Gerard de Gans kwam tegen Michael Houweling al snel een pion achter. Maar Michael had zijn witte loper op avontuur gestuurd naar c2. En toen stond deze loper opeens in een dodelijke penning en ging verloren. Dit buitenkansje liet Gerard zich niet ontglippen en hij won vervolgens overtuigend. Anne van Heelsum had het niet makkelijk tegen Bert van Hees. Bert kwam op een gegeven moment een stuk voor en dat was voldoende om de partij te winnen.

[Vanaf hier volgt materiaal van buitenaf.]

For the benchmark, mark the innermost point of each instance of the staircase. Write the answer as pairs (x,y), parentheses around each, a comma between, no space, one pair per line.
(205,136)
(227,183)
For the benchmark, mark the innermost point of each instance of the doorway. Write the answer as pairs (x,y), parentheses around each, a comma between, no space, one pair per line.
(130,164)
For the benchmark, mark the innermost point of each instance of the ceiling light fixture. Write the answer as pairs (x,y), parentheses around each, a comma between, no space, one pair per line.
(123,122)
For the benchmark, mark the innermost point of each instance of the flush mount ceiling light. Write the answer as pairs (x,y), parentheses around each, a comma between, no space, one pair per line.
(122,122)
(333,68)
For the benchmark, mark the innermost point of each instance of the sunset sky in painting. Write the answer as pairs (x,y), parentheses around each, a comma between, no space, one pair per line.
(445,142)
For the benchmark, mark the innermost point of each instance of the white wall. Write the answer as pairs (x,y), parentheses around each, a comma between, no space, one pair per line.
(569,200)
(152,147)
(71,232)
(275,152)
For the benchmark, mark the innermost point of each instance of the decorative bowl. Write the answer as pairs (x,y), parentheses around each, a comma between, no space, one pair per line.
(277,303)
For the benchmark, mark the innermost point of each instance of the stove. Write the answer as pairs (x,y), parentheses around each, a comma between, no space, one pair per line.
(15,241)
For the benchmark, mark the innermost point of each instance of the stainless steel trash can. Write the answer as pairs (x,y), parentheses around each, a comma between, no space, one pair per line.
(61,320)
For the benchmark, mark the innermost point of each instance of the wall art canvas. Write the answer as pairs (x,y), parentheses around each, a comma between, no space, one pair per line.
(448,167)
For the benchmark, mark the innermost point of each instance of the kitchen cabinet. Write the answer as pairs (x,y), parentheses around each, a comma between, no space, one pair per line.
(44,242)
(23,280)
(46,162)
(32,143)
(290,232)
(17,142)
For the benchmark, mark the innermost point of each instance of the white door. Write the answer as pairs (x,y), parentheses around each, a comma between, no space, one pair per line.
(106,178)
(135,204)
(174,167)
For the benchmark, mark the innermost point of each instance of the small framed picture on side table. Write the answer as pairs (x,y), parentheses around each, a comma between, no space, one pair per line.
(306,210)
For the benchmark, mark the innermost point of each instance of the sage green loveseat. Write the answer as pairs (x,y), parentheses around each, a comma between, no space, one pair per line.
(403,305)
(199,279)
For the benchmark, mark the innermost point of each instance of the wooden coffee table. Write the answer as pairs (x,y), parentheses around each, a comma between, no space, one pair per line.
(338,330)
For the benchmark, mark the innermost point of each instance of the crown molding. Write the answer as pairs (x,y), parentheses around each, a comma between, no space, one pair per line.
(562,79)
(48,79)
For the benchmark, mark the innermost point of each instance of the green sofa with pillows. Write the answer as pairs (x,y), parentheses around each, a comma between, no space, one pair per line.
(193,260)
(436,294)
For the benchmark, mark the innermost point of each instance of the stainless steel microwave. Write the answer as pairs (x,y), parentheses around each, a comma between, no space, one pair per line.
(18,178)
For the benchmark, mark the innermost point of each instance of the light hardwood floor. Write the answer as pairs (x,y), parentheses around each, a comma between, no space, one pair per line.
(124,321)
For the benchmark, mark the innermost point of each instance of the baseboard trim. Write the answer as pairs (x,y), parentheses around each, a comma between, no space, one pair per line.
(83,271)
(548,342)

De meest merkwaardige partij werd gespeeld door Rob van Driel en Huig Visser. Al snel kreeg Rob groot voordeel en maakte zijn witte paard via f7 een toren op h8 buit. Toen zijn witte dame daarna nog een zwart paard op g4 buitmaakte, leek de tijd rijp voor zwart om op te geven. Maar toen zwart Pe6-g5 speelde, zat er een klein addertje onder het gras. Rob speelde te nonchalant d2-d3, was hij hiermee erg vrijgevig en kon Huig zijn ogen eigenlijk niet geloven. Hij keek nog eens goed, maar liet zich het cadeautje niet ontgaan en sloeg met zijn loper de dame op g4! Diagram.
Au! voor Rob, maar hij stond toch niet eens verloren! Want na Lxg4 sloeg Rob op g5 en bracht zijn paard daarna via f7 en een vork op de zwarte toren op d8 en loper op g5 in veiligheid. En nog steeds stond hij beter! Na dit ongelofelijke “intermezzo” rukte wit op de damevleugel op en konden zijn goed samenwerkende paarden tenslotte via een grote vork de zwarte dame buitmaken. Diagram
. Tja, hoe bizar wil je het hebben als toeschouwer?